Suite à cette décision, le syndic souscrit l’assurance choisie.
II. Le syndic fautif en matière de souscription d’assurance du syndicat engage sa responsabilité civile délictuelle pour faute à l’égard des copropriétaires en cas d’incendie
En l’espèce, un incendie se déclare le 20 août 2007 sur un immeuble en copropriété situé près de Nancy. L’un des copropriétaires, qui voit ses lots détruits, décide d’assigner le syndic professionnel, Société de Gestion Immobilière Lorraine (SOGILOR), qu’il estime responsable du préjudice subi, en raison d’un défaut d’assurance multirisque immeuble, contrairement à ce qui avait été annoncé au conseil syndical.

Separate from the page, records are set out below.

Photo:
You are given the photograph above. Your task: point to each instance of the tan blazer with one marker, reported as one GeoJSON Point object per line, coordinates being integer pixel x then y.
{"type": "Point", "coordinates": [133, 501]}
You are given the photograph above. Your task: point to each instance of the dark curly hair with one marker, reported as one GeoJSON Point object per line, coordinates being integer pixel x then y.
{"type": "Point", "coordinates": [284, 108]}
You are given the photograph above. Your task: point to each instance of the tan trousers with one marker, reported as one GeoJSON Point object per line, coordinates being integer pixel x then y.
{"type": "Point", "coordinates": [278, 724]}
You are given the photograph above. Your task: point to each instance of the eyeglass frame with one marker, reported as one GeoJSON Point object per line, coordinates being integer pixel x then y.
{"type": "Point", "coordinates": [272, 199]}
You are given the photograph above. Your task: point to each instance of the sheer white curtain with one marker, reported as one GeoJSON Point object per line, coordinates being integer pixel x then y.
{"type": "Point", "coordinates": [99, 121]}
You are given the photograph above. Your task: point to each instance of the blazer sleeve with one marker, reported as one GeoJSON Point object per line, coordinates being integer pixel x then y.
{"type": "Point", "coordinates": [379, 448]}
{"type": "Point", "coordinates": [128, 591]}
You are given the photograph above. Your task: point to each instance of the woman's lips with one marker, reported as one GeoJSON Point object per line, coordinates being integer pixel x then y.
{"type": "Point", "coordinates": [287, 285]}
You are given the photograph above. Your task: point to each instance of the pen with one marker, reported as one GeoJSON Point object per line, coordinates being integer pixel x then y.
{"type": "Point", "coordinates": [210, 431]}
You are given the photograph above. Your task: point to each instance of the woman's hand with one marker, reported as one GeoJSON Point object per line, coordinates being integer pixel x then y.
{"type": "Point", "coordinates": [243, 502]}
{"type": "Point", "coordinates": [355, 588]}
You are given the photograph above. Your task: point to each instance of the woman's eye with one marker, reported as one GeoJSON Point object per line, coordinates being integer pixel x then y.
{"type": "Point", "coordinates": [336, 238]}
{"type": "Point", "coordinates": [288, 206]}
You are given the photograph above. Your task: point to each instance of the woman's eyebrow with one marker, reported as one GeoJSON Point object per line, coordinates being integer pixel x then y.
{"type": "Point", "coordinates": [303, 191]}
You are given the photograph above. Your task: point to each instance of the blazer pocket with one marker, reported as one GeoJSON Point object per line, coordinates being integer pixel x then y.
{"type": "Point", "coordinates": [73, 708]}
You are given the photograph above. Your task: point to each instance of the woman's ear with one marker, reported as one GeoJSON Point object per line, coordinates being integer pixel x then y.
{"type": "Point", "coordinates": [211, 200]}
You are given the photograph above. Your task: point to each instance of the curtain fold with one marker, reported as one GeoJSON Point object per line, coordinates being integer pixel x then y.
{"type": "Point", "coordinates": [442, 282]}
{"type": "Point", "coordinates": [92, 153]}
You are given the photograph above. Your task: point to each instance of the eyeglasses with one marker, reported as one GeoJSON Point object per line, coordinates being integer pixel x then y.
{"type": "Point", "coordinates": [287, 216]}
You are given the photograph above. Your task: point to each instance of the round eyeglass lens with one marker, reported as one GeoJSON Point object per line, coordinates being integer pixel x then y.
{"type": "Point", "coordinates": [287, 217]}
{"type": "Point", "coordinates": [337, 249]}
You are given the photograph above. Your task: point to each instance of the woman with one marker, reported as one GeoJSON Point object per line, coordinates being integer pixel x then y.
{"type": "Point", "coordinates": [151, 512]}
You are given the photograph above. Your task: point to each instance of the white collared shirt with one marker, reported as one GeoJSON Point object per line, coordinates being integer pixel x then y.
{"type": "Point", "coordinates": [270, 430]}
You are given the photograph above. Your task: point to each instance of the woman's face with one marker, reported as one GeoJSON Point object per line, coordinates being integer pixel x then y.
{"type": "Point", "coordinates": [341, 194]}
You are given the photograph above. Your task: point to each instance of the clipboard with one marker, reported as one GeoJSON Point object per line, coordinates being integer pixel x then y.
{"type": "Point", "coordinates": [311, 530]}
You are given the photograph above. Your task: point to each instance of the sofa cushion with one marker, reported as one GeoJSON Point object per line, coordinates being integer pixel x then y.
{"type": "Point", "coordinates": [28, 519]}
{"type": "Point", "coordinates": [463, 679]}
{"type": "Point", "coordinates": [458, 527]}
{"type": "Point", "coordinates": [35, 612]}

La responsabilité civile délictuelle du syndic a été retenue par la cour d’appel et la Cour de cassation dans son arrêt n° 16 - 22053 du 23 novembre 2017 :
« … Mais attendu qu'ayant relevé que la société SOGILOR s'était abstenue de tout mettre en œuvre pour que l'ensemble immobilier qu'elle était chargée d'administrer fût couvert par une assurance contre ….et qu'il était établi que la société SOGILOR avait affirmé aux membres du conseil syndical que l'immeuble était assuré, la cour d'appel a pu retenir que la société SOGILOR avait commis une faute qui avait fait perdre … une chance d'être indemnisée de son préjudice … ».
Dans ce dossier, l’immeuble était localisé dans un quartier sinistré (friches industrielles et les locaux de 5 sociétés incendiées), en zone inondable, et avec des risques causés par certaines activités exercées dans l’immeuble.

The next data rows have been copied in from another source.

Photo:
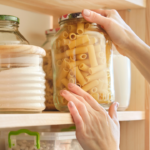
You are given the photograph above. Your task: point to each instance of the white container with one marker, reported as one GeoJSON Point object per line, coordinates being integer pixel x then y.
{"type": "Point", "coordinates": [47, 141]}
{"type": "Point", "coordinates": [22, 80]}
{"type": "Point", "coordinates": [122, 80]}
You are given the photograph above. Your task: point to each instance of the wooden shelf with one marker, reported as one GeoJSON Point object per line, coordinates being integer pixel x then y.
{"type": "Point", "coordinates": [55, 118]}
{"type": "Point", "coordinates": [60, 7]}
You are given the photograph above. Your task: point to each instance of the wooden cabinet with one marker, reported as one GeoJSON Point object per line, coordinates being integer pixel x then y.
{"type": "Point", "coordinates": [134, 122]}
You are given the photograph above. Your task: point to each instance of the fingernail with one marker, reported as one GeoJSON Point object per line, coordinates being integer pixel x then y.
{"type": "Point", "coordinates": [71, 104]}
{"type": "Point", "coordinates": [86, 12]}
{"type": "Point", "coordinates": [70, 85]}
{"type": "Point", "coordinates": [116, 105]}
{"type": "Point", "coordinates": [63, 92]}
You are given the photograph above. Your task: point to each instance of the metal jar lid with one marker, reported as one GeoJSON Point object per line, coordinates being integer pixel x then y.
{"type": "Point", "coordinates": [51, 31]}
{"type": "Point", "coordinates": [70, 16]}
{"type": "Point", "coordinates": [9, 18]}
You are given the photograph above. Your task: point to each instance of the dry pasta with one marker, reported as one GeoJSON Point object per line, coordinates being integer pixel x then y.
{"type": "Point", "coordinates": [81, 56]}
{"type": "Point", "coordinates": [77, 63]}
{"type": "Point", "coordinates": [70, 75]}
{"type": "Point", "coordinates": [58, 63]}
{"type": "Point", "coordinates": [72, 28]}
{"type": "Point", "coordinates": [72, 80]}
{"type": "Point", "coordinates": [60, 56]}
{"type": "Point", "coordinates": [79, 76]}
{"type": "Point", "coordinates": [93, 90]}
{"type": "Point", "coordinates": [78, 41]}
{"type": "Point", "coordinates": [65, 82]}
{"type": "Point", "coordinates": [90, 85]}
{"type": "Point", "coordinates": [87, 25]}
{"type": "Point", "coordinates": [85, 74]}
{"type": "Point", "coordinates": [64, 35]}
{"type": "Point", "coordinates": [83, 67]}
{"type": "Point", "coordinates": [96, 69]}
{"type": "Point", "coordinates": [76, 51]}
{"type": "Point", "coordinates": [92, 56]}
{"type": "Point", "coordinates": [72, 36]}
{"type": "Point", "coordinates": [80, 28]}
{"type": "Point", "coordinates": [96, 76]}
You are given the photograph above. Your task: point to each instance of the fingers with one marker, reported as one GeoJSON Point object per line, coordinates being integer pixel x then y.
{"type": "Point", "coordinates": [113, 111]}
{"type": "Point", "coordinates": [76, 116]}
{"type": "Point", "coordinates": [79, 105]}
{"type": "Point", "coordinates": [103, 12]}
{"type": "Point", "coordinates": [89, 99]}
{"type": "Point", "coordinates": [92, 16]}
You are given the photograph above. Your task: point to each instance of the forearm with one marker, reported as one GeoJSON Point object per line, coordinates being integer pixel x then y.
{"type": "Point", "coordinates": [139, 54]}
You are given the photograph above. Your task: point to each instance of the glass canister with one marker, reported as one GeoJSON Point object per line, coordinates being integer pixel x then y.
{"type": "Point", "coordinates": [9, 33]}
{"type": "Point", "coordinates": [47, 67]}
{"type": "Point", "coordinates": [82, 54]}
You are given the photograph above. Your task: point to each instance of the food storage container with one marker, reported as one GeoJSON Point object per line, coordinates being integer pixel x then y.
{"type": "Point", "coordinates": [22, 80]}
{"type": "Point", "coordinates": [26, 140]}
{"type": "Point", "coordinates": [122, 80]}
{"type": "Point", "coordinates": [82, 54]}
{"type": "Point", "coordinates": [47, 67]}
{"type": "Point", "coordinates": [9, 33]}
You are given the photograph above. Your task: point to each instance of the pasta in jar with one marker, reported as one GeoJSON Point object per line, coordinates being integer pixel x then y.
{"type": "Point", "coordinates": [47, 67]}
{"type": "Point", "coordinates": [84, 53]}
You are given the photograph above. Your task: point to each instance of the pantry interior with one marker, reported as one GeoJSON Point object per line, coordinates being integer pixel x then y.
{"type": "Point", "coordinates": [37, 16]}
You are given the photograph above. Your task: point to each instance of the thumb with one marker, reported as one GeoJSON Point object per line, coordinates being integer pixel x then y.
{"type": "Point", "coordinates": [94, 17]}
{"type": "Point", "coordinates": [113, 111]}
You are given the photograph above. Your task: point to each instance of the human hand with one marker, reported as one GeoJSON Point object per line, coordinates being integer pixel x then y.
{"type": "Point", "coordinates": [95, 129]}
{"type": "Point", "coordinates": [119, 32]}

En conséquence le courtier n’avait pas trouvé d’assurance acceptant de couvrir avec une assurance multirisque les risques incendie de cette copropriété et estimait nécessaire que chaque copropriétaire assure l’intégralité de sa part de copropriété.
C’est cette recommandation qui n’a pas été transmise, en plus de n’avoir pas informé les copropriétaires du défaut d’assurance.

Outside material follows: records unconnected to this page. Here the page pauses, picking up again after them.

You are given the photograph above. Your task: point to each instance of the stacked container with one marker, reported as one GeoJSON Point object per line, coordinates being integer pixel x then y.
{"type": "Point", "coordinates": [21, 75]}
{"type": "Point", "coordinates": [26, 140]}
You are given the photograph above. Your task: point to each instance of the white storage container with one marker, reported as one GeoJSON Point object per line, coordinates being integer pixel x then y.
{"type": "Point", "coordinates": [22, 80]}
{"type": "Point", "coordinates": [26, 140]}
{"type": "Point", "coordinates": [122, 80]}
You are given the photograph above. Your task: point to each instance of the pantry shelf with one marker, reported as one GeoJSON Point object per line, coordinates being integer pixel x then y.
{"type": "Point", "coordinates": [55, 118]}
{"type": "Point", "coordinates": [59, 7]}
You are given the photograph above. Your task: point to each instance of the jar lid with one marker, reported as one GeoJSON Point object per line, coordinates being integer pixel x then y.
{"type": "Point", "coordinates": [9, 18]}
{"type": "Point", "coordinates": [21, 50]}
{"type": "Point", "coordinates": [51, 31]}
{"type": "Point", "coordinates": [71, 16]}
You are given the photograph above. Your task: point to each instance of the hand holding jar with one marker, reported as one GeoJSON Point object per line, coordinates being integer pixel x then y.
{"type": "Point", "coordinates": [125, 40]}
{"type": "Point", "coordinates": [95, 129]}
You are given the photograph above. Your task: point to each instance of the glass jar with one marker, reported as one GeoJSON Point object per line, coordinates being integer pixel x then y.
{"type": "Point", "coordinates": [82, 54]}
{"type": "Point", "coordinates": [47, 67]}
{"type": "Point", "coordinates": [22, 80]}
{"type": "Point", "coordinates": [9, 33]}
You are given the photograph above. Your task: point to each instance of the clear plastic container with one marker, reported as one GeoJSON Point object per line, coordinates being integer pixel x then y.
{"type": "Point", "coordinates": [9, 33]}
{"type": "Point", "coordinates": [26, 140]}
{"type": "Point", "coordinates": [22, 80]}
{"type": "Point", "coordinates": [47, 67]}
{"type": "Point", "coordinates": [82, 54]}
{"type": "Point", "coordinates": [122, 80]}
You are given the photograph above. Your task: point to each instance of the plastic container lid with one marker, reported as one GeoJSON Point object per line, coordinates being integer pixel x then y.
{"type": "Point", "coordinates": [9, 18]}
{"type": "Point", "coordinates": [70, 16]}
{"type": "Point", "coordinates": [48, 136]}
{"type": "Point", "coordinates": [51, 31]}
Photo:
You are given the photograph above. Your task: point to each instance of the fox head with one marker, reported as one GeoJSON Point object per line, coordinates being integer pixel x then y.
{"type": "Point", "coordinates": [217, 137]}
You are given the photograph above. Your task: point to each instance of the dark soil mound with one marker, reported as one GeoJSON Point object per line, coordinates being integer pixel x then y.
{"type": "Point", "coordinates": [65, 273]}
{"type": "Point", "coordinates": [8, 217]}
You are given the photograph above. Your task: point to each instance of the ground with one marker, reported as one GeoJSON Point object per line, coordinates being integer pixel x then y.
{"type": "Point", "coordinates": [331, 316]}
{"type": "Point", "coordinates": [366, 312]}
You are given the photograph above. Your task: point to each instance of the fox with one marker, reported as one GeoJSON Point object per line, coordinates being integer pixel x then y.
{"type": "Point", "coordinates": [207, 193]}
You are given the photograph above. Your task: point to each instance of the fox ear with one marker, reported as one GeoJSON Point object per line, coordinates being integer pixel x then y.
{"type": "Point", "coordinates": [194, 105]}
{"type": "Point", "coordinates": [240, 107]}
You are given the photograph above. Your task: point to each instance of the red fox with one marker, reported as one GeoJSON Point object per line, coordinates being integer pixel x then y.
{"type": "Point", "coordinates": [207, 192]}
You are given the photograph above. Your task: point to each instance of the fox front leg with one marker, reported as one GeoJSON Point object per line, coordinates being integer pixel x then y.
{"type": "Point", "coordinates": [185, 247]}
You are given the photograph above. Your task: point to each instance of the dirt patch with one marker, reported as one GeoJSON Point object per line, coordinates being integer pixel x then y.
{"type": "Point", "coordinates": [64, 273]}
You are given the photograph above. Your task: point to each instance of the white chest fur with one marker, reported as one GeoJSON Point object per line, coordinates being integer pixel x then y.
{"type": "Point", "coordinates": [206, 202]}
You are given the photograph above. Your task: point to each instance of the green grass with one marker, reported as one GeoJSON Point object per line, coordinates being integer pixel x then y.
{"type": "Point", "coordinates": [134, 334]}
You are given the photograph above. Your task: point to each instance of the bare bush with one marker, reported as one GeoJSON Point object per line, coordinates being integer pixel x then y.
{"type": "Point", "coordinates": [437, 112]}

Le syndic a donc été considéré comme responsable du préjudice subi. L’évaluation du préjudice faite par la Cour d’appel a tenu compte de la vétusté de l’immeuble, des caractéristiques du quartier…et ne s’est pas arrêtée à la valeur à neuf de l’immeuble.
En cas de dommage sur un immeuble en copropriété, le syndic ne peut s’exonérer de sa responsabilité, que s’il a mis en œuvre son obligation de moyen renforcée et de conseil à l’égard du syndicat des copropriétaires.
S’agissant des assurances du syndicat, le syndic doit donc a minima faire établir des devis par les compagnies ou courtiers et les soumettre pour décision à l’assemblée générale souveraine.